If You Plant It, They Will Come

If You Plant It, They Will Come

Come Get Buzzed! 🐝

Patio season is upon us and our friends at Little Brown Jug brew a magnificent Golden Ale made with the finest hops and barley, and you guessed it, John Russell Honey.

MAY 29th Little Brown Jug is hosting the first annual Manitoba Honeybee Day at their brewery & taproom, at 336 William. This event runs from 11am to 9pm, and will feature a honey tasting table, a live observation hive, an equipment display, and a pile of us beekeepers to answer any questions you may have about honey, bees, and the crucial role they play in Manitoba agriculture. Food trucks, live entertainment, and the best beer brewed in Manitoba. Come pop by and check out the bees! This is a public event and there is no admission.

Are we the bad guys?

Well…..no… No we are not. However, honeybees are getting some heat in media and in research circles. Honeybees seem to be doing better, as colony numbers are high in North America. No longer the underdog 🌭, a new focus is on wild pollinators and their decimated populations and full out extinction of species' is ringing alarm bells. The media loves a good train wreck and this one is no different.

You will notice this newsletter issue focuses on that plight, and you will be reading some material that throws some shade on our honeybee friends. Let me clarify for you however that honeybees are needed, beneficial, and crucial to our own well-being. The threat honeybees pose to wild pollinators in terms of hogging all the flowers for themselves can be mitigated and controlled. We also need to focus on identifying and changing behavior and practices humans do to assist wild pollinator populations like we did with honeybees.
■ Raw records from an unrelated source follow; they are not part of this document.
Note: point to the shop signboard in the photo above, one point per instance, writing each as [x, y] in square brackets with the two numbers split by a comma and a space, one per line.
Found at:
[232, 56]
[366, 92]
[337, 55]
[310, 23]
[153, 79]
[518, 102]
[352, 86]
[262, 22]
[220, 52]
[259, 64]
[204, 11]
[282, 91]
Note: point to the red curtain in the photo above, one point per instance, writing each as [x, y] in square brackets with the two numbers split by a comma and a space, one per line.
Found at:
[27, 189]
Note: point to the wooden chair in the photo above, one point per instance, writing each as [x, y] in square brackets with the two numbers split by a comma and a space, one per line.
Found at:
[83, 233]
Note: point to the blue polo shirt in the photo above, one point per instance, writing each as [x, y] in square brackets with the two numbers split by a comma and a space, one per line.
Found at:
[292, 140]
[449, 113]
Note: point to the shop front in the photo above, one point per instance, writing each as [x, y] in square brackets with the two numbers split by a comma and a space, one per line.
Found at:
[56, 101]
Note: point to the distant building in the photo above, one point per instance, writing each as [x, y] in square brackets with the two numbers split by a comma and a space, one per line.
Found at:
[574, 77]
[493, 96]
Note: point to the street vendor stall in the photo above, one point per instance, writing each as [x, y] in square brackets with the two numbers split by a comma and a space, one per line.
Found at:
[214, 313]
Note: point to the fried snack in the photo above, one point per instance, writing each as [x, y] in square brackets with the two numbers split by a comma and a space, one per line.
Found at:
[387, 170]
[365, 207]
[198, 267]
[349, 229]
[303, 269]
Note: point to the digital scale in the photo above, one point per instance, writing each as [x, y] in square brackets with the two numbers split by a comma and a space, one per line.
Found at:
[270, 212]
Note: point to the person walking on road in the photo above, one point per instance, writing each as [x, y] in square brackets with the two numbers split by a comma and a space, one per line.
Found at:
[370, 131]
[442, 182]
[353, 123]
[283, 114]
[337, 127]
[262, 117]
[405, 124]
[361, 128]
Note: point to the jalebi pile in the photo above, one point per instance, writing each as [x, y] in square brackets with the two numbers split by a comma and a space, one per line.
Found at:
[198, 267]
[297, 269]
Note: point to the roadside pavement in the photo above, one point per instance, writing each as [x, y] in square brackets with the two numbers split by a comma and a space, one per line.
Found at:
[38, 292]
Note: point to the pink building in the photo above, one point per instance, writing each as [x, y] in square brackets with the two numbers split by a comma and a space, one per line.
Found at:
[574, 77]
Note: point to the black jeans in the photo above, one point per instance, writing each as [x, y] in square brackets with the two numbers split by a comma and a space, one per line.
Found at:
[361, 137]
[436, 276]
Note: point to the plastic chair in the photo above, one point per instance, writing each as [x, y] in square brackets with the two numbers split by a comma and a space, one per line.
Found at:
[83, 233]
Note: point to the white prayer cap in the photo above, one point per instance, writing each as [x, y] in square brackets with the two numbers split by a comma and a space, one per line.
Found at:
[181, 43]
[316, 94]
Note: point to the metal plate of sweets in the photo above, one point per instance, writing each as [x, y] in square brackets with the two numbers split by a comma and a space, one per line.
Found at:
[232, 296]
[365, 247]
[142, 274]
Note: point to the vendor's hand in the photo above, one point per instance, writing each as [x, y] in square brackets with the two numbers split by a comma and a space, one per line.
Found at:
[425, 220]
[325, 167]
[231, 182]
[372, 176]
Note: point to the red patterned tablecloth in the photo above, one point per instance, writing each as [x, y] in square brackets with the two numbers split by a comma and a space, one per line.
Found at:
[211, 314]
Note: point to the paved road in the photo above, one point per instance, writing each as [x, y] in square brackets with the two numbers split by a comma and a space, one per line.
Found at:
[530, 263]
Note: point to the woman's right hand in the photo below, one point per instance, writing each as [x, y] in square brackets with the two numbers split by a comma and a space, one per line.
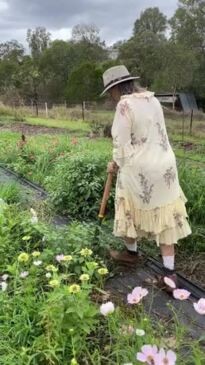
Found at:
[112, 167]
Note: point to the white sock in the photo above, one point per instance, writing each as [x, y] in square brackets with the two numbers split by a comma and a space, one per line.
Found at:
[131, 246]
[168, 262]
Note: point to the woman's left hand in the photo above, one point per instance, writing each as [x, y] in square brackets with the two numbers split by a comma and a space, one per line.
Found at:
[112, 167]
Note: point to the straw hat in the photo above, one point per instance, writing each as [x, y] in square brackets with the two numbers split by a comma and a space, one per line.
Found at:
[116, 75]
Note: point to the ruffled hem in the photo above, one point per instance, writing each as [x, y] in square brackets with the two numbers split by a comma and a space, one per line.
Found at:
[166, 224]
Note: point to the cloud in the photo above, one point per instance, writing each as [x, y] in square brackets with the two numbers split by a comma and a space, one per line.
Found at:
[115, 18]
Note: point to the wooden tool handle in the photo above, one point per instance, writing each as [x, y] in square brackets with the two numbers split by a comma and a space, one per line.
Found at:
[106, 194]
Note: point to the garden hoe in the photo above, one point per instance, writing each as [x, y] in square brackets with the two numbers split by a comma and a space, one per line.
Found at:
[104, 201]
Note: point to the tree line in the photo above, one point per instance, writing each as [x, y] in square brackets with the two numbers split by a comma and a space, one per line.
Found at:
[168, 54]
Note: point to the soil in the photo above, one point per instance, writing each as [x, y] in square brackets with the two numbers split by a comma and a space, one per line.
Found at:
[158, 303]
[30, 130]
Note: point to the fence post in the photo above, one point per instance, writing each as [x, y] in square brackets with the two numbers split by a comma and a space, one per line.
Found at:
[191, 122]
[183, 121]
[83, 110]
[46, 107]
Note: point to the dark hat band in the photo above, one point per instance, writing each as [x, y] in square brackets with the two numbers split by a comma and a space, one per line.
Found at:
[116, 80]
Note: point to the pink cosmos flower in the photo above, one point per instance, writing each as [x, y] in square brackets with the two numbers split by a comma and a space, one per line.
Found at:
[137, 294]
[147, 354]
[24, 274]
[200, 306]
[127, 330]
[4, 286]
[181, 294]
[5, 277]
[37, 262]
[60, 258]
[107, 308]
[169, 282]
[165, 358]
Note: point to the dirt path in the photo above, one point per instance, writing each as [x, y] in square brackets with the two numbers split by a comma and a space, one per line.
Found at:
[30, 130]
[158, 303]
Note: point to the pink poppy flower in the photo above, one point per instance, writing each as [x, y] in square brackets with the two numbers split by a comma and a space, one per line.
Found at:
[200, 306]
[181, 294]
[147, 354]
[137, 294]
[127, 330]
[169, 282]
[165, 358]
[60, 258]
[107, 308]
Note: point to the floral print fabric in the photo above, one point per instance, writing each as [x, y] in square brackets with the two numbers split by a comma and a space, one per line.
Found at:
[147, 183]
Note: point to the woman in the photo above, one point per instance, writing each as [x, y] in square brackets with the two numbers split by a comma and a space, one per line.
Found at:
[149, 201]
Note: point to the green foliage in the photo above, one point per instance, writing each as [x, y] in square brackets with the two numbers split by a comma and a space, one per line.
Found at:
[177, 70]
[10, 193]
[151, 20]
[77, 184]
[193, 184]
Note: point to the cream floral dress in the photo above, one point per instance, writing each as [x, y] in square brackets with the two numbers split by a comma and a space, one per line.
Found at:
[149, 201]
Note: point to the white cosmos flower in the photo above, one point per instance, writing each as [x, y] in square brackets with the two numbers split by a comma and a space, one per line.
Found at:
[140, 332]
[107, 308]
[37, 262]
[48, 275]
[5, 277]
[4, 285]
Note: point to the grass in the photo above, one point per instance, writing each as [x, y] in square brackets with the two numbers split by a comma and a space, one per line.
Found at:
[42, 330]
[57, 123]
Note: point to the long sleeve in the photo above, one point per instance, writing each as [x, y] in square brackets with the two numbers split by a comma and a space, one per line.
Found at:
[121, 132]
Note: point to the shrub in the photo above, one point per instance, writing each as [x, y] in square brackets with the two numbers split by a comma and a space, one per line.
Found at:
[193, 184]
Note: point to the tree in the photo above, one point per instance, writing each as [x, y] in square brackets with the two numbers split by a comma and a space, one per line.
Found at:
[38, 40]
[87, 33]
[151, 20]
[84, 83]
[177, 71]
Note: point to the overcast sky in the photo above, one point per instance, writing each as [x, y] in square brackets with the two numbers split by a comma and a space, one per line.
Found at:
[115, 18]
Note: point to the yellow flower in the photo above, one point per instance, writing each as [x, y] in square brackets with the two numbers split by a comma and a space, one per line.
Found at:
[103, 271]
[36, 253]
[86, 252]
[67, 258]
[54, 283]
[73, 289]
[23, 257]
[51, 268]
[84, 277]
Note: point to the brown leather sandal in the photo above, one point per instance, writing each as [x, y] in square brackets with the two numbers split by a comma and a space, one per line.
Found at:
[126, 256]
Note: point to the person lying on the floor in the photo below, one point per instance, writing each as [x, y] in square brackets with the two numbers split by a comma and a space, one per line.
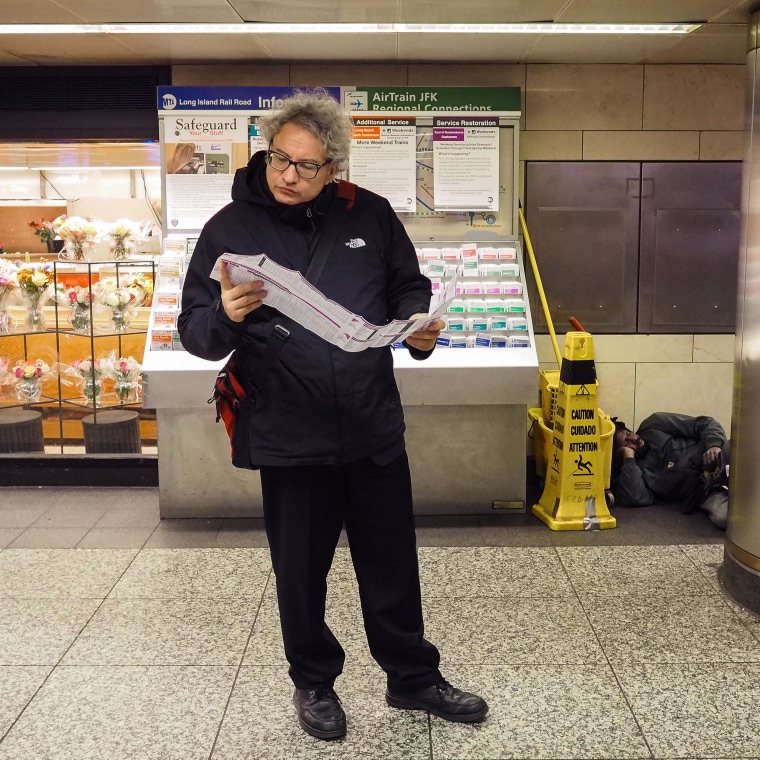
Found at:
[672, 458]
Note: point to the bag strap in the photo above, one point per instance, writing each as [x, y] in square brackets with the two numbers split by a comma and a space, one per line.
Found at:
[281, 331]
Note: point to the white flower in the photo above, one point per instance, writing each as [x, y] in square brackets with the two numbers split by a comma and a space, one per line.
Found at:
[39, 278]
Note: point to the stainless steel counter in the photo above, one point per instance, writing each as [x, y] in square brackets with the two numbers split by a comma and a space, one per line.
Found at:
[466, 416]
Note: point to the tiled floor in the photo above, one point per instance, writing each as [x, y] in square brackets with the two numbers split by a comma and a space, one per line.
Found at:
[124, 636]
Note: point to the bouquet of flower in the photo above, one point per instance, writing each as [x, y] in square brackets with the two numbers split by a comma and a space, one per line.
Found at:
[122, 239]
[79, 300]
[121, 301]
[88, 372]
[28, 376]
[87, 369]
[125, 372]
[44, 229]
[142, 282]
[76, 297]
[34, 279]
[78, 234]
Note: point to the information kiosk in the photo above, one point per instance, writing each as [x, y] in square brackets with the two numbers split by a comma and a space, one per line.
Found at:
[446, 159]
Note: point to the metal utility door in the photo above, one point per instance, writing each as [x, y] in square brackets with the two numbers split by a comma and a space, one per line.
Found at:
[690, 217]
[583, 220]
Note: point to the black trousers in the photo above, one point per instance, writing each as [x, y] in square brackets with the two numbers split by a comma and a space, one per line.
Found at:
[304, 511]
When colony collapse was happening we mustered funding, and research hours and the scientific community moved mountains to address it. We identified causes, and changed practices, and honeybee populations are not in the death spiral but are on the rebound. We can’t seem to produce as much honey as before, but keeping the bees alive is no longer a "panic mode" situation.

Now, we need to put some of this proven problem-solving energy in to wild pollinators, and securing the ecosystems and food chains that are fading to black. Rampant use of insecticides, and habitat loss need to be taken seriously.

Solutions that lead to long term sustainability need to be supported, and implemented and done NOW, not in some vague time frame down the road.

The best part is that everyone can pitch in and now is the time of year to make an impact.

Plant a plant. A tree. A bush, shrub, flowering grass, be it annual, perennial, and choose it from our list, available on request (soon to be downloadable!) by emailing me at honeyb@mymts.net

If you plant it, they will come. If you provide water, more will come and more often. We’ve saved the day before, and we will do it again. A bucket is filled one raindrop at a time, so lend a hand and do some good.

The bees look good, but we really need some sun. It’s early, so there’s not much to report on that front. I’ll be rescuing bumblebees again this year, so call me if you can’t seem to live alongside them. I’m going back into the field to play in the rain and scout out some new yards.

In the meantime, enjoy the spring! Mind you, cut the dandelions AFTER they bloom please, you don’t need to slam shut the sphincter when you see yellow on your lawn. Wait until they turn before mowing them down.